1 teaspoon real vanilla1 stick real butter4 cups powdered sugar1 Tablespoon cream or whole milk

Cream butter, milk and vanilla together.Slowly add powdered sugar to butter until desired consistency. Ifyou'dlike, add liquid food coloring for festive cookiesWhen cookies are cooled, slather this heavenly frosting. For moretexture and color, press the top of the cookie in sprinkles, coloredsugaror just eat plain!
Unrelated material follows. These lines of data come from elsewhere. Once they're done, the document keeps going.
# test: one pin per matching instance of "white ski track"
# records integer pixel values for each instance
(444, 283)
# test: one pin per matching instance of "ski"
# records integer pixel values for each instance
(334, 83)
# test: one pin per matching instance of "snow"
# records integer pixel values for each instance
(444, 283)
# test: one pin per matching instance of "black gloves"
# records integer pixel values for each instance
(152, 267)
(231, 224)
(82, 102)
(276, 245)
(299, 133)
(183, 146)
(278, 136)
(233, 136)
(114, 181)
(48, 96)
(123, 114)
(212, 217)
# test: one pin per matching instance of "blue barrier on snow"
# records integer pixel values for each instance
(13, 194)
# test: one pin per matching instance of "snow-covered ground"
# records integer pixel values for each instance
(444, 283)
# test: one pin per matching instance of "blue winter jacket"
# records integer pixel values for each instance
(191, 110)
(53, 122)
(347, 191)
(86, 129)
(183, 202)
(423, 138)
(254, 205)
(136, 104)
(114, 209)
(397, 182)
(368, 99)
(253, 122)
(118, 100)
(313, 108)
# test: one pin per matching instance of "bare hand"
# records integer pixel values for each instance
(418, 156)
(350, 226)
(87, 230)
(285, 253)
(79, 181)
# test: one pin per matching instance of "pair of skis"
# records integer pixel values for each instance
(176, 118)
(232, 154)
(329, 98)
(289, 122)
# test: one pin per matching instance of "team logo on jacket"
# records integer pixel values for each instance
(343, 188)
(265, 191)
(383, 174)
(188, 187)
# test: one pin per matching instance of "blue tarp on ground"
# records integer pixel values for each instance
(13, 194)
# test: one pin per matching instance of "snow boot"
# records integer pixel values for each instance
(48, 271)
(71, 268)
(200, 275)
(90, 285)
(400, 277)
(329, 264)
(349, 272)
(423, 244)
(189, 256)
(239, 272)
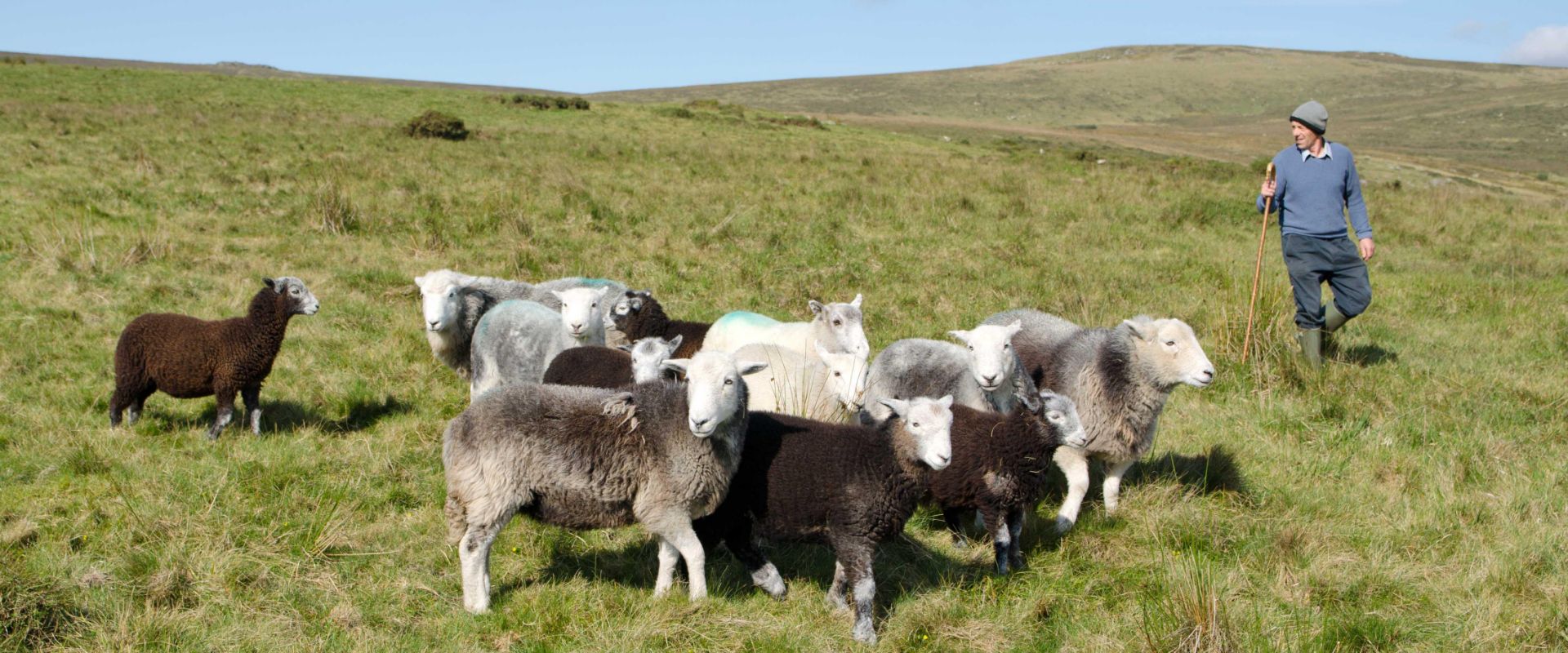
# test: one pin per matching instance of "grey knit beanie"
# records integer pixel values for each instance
(1313, 115)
Source: Joelen from Joelen's Culinary Adventures (I believe this came from a co-worker of hers)

Cupcakes for Everyone!

October 31, 2007


Tomorrow is Halloween so I thought I’d bake some cupcakes to take to work for my co-workers. Of course I forgot half the stuff I needed when I went to the store yesterday so had to run by the store on my lunch break today. Wouldn’t you know I couldn’t find any cupcake liners on the baking aisle which is one of the things I had forgotten yesterday. I looked high and low and finally found the last two packs in the back of a shelf. One was Barbie and the other these giant foil liners. Well I didn’t have time to go anywhere else so I bought the foil ones and a pack of Halloween colored sprinkles. Since I was making the frosting, I thought about making different colors to write words and make different designs on the cupcakes. But I knew they’d just get scarfed down in a matter of seconds so I decided to just stick with the sprinkles. They turned out pretty good. My husband and I were the willing taste testers since everyone knows you can’t take food to work without testing it first. : )

For the cupcakes:
(I totally cheated and used a boxed mix)

1 box yellow cake mix (I used Duncan Hines)-prepare as directed on the box.
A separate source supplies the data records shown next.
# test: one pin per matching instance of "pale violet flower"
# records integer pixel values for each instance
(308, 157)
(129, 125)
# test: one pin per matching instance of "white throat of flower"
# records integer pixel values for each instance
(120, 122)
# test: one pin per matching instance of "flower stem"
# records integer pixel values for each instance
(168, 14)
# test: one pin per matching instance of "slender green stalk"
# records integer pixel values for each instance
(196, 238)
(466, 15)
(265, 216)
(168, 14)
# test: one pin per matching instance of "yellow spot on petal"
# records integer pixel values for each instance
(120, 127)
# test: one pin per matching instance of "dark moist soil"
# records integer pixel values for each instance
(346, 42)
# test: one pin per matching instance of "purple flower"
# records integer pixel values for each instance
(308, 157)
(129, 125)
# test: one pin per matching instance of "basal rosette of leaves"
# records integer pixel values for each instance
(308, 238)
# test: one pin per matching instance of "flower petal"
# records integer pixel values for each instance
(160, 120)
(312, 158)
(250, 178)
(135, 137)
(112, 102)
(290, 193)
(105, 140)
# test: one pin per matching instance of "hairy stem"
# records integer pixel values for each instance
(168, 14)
Line a muffin pan with cupcake liners and fill each liner about half full with cake batter. Bake as directed. Let cool completely.
Makes 24 regular sized cupcakes or 16 jumbo ones.

For the frosting:
(I used the recipe I used for a chocolate cake I made)


Chocolate Frosting

INGREDIENTS

  • 1/4 cup margarine, melted
  • 1/2 cup unsweetened cocoa powder
  • 1/3 cup milk
  • 1 teaspoon vanilla extract
  • 3 1/2 cups confectioners’ sugar

DIRECTIONS

  1. In a large bowl, beat margarine and cocoa together until combined. Add milk and vanilla; beat until smooth. Gradually beat in confectioners’ sugar until desired consistency is achieved. Adjust with more milk or confectioners’ sugar if necessary.

*After reading the reviews on the website I got the recipe from I made a couple alterations. I used 3 cups confectioners’ sugar and 3/4 cup cocoa powder. It made a great frosting!
Frost cupcakes and decorate as desired.